Lesson Learned #1: When creating your guest machines, use Sysprep not other tools such as Sysinternal's Newsid. If you don’t, the setup will fail with a strange error “This access control list is not in canonical form and therefore cannot be modified” which you can find in the 2007 Microsoft Office Servers Beta Known Issues/ReadMe

The initial configuration of each machine is as follows. I expect this list to evolve over time!

Virtual Developer Workstation(s) (OFFICEDEV)

  • Windows XP SP2
  • Windows Support Tools
  • Windows Server Administration Tools
  • SQL 2005 Client Components
  • Visual Studio 2005
  • Visual Source Safe 2005
  • Visio 2003 for Enterprise Architects
  • Office 2003 Professional (Word, Excel, InfoPath)
  • Office 2007 Professional Beta 2 (Word, Excel, InfoPath)
  • SharePoint Designer 2007 Beta 2
  • Notepad++

While we are looking at deploying Office 2007 SharePoint Services you might notice I have Office 2003 installed. That’s because I don’t yet have a client who is looking to deploy the client side applications and so testing and development will need to be done against Office 2003.

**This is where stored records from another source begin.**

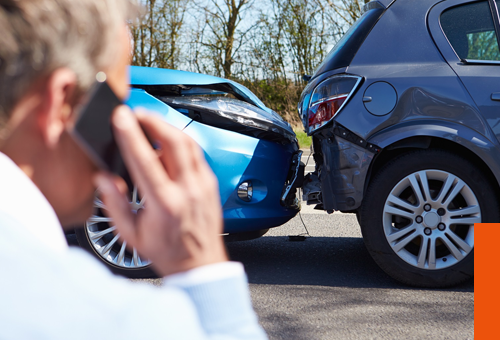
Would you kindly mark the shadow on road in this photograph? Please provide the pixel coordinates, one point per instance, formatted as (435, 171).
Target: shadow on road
(318, 261)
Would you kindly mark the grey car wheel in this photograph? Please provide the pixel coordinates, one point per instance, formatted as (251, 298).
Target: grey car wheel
(99, 236)
(424, 226)
(418, 215)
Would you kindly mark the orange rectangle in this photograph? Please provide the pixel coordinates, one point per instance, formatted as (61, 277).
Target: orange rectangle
(486, 281)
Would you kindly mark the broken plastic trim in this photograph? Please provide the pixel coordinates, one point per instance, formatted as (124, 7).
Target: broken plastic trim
(234, 115)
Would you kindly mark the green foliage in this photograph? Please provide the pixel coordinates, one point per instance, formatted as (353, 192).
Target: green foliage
(280, 95)
(483, 46)
(304, 140)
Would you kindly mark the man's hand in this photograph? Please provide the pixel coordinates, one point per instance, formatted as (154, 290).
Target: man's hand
(181, 225)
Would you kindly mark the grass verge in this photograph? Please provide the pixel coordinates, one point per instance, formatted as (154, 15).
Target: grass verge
(304, 140)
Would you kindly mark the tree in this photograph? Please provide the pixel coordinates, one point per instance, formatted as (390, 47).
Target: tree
(158, 35)
(224, 38)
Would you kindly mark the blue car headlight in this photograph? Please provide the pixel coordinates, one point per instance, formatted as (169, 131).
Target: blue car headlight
(234, 115)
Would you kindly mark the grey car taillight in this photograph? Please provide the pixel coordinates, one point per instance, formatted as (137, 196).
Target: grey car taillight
(328, 98)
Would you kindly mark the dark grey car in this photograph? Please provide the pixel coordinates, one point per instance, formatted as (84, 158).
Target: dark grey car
(405, 118)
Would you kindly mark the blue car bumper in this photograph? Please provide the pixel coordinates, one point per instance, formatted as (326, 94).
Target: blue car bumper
(236, 158)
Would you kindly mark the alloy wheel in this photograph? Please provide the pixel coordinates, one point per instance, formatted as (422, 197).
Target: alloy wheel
(429, 218)
(101, 234)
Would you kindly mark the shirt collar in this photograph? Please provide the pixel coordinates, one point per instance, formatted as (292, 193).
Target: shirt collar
(22, 199)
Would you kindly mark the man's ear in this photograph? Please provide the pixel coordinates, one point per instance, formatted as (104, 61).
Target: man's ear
(57, 105)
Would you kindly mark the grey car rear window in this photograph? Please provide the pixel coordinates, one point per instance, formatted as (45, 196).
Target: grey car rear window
(471, 31)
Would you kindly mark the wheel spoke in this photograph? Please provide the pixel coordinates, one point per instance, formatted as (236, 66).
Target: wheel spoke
(456, 190)
(452, 248)
(121, 255)
(432, 254)
(422, 254)
(399, 212)
(400, 233)
(98, 219)
(466, 220)
(446, 187)
(404, 242)
(473, 209)
(108, 246)
(402, 203)
(135, 258)
(461, 243)
(416, 189)
(95, 236)
(134, 195)
(425, 185)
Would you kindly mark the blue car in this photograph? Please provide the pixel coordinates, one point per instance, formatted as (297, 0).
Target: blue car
(251, 149)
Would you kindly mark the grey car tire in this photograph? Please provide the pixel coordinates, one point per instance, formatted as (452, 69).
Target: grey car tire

Virtual Front End Server (MOSSFRONT)

  • Windows 2003 R2 Member Server
  • IIS 6 w/ASP.NET 2.0
  • Windows Workflow Foundation
  • Office SharePoint Server 2007 Complete Install

Virtual Back End Server (MOSSBACK)

  • Windows 2003 R2 Domain Controller
  • Active Directory hosting the “MOSS.DEV” domain
  • SQL Server 2005 SP1

I plan to use this environment as a template to get up and running with clients faster. We will host the development environment while the QA and production environments will be hosted on-site.

As the host server running these environments is sitting in a secure environment off of Peer 1’s network with a very large pipe as long as the client has a decent Internet connection this should be an effective solution to the many issues with developing on beta software.